Thomas J. (Tom) Schriber (born Oct. 28. 1935) is an American academic, and Professor of Technology and Operations at the Ross School of Business. He is particularly known for his work on "Simulation using General Purpose Simulation System (GPSS)."

Biography 
Born in Flint, Michigan, Schriber obtained his MS at the University of Notre Dame in 1957, and then moved to the University of Michigan, where he obtained in MSE in 1958, his MA in 1959, and his PhD in 1964.

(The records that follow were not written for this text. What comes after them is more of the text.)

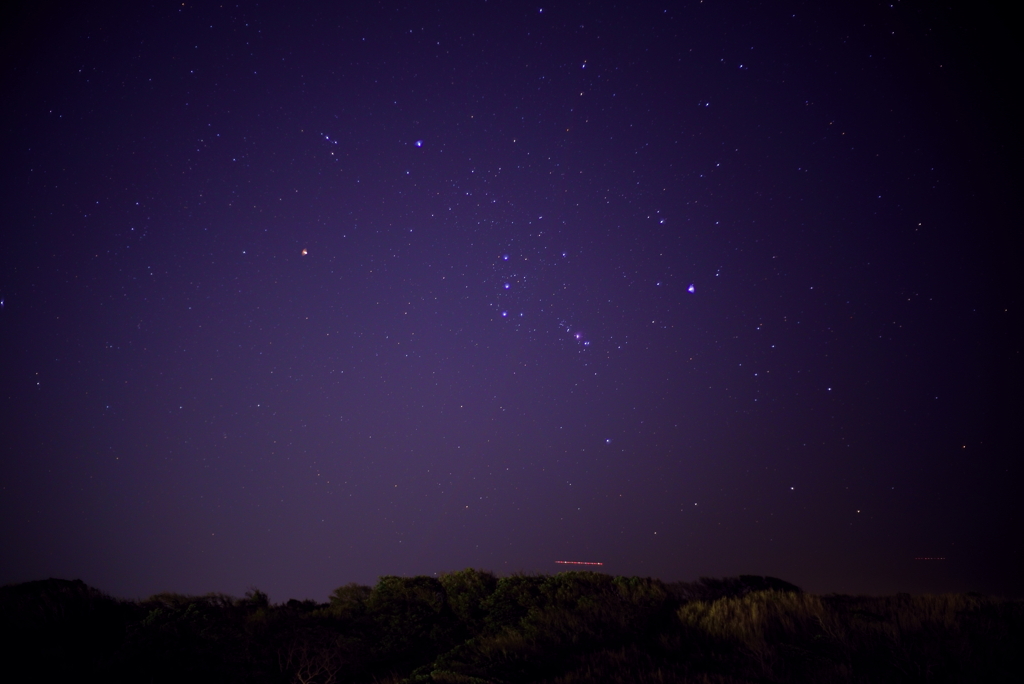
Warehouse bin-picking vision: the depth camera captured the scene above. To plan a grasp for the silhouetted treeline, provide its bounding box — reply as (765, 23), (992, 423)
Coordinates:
(0, 569), (1024, 684)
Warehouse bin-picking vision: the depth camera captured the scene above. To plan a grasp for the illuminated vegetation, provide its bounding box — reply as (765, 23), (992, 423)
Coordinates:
(0, 569), (1024, 684)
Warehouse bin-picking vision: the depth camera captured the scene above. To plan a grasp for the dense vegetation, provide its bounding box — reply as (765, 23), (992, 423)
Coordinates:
(0, 569), (1024, 684)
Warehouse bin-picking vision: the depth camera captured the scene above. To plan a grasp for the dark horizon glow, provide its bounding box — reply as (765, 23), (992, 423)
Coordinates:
(0, 0), (1024, 600)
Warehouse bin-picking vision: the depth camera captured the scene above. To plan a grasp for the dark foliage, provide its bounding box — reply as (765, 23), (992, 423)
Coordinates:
(0, 569), (1024, 684)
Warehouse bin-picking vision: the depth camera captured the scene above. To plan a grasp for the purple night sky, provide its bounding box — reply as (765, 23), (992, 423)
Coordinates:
(0, 0), (1024, 601)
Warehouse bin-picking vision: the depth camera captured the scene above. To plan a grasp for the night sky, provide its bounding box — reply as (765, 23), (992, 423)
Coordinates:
(0, 0), (1024, 601)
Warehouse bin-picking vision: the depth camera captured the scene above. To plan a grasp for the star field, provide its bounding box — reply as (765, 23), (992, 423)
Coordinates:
(0, 1), (1021, 600)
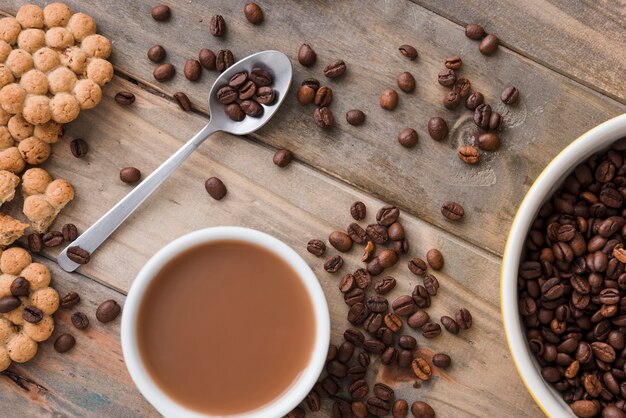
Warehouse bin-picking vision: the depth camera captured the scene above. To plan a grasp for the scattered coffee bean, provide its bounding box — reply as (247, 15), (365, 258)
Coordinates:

Schriber started his academic career at the Eastern Michigan University in 1963 as Assistant Professor and also became Director of its Academic Computer Center. In 1966 he moved to the University of Michigan, where he was appointed Assistant Professor. In 1969 he became Associate Professor, in 1972 Professor of Business Information Technology. He was Visiting Scholar at the Stanford University in 1972-73, at the Swiss Federal Technical University in 1995, and at the National University of Singapore in 1995.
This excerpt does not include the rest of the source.